1. You don’t have enough savings
If you’re leaving the workforce at a young age, making sure you have a high investment account balance is key.
Your savings will have to support you for many years if you retire early, and the last thing you want is to spend it all when you would have been young enough to work and reach late retirement and be unable to support yourself. Where to find a job.
To ensure you have enough savings to cover costs for the rest of your life, choose a conservative withdrawal rate and see if you will generate enough income from your investment accounts each year. Unless you are sure you can easily withdraw sufficient funds to cover your costs without drain your account balance, early retirement could be a huge mistake.
2. You don’t have a medical insurance plan
Most people define early retirement as occurring well before age 65. The only problem is that you don’t become eligible for Medicare until then. Before that time, you will have to find something else for the insurance.
You may be able to stay on your current employer’s plan under COBRA, but this is usually only an option for about 18 months, so it may not be a long-term solution. . Premiums will also generally be higher than what you paid while you were working, because chances are your employer subsidizes them and will stop doing so when you retire.
If your spouse is not retiring early with you, getting coverage through their employer may be a viable option. But often, early retirement is something both partners pursue together, meaning you’ll have to buy individual coverage elsewhere.
Obamacare marketplaces offer options during open enrollment periods and anytime during special enrollment periods for those who have lost other eligible medical coverage. You may even be eligible for grants to cover premium costs, depending on your income. But the plans available to individuals may cost more than what you pay for employer insurance, and may not provide as extensive coverage or as wide a network of providers.
Since medical coverage can be a very sensitive issue for pre-retirees, you could end up seriously regretting your decision to leave work early if you forgo employer-provided health benefits without a detailed plan to replace them.
3. You have no plans for how you will spend your time.
Finally, if you don’t know what you’ll do with your days after leaving the workforce, you might end up wishing you still had the structure and social connections that a job provides.
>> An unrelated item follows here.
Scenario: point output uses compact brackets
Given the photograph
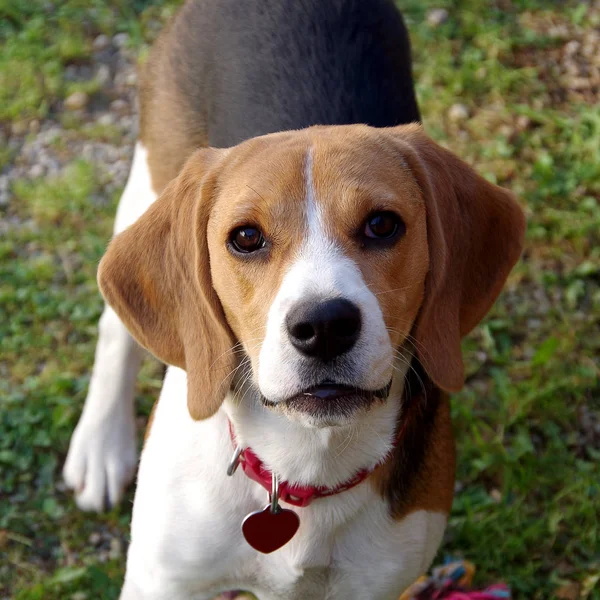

For many people, early retirement is better in theory than in practice, and they get bored and depressed once work has no purpose.
If you’re just hoping to leave your current job but don’t have a clear idea of what you want to do in early retirement, you might be better off changing careers than leaving the working world altogether.
If you spot any of these three red flags, you should be sure not to rush to give notice. Instead, take the time to really think through all of your options — and the consequences of quitting your job for good — to maximize the chances of making the choice that’s right for you.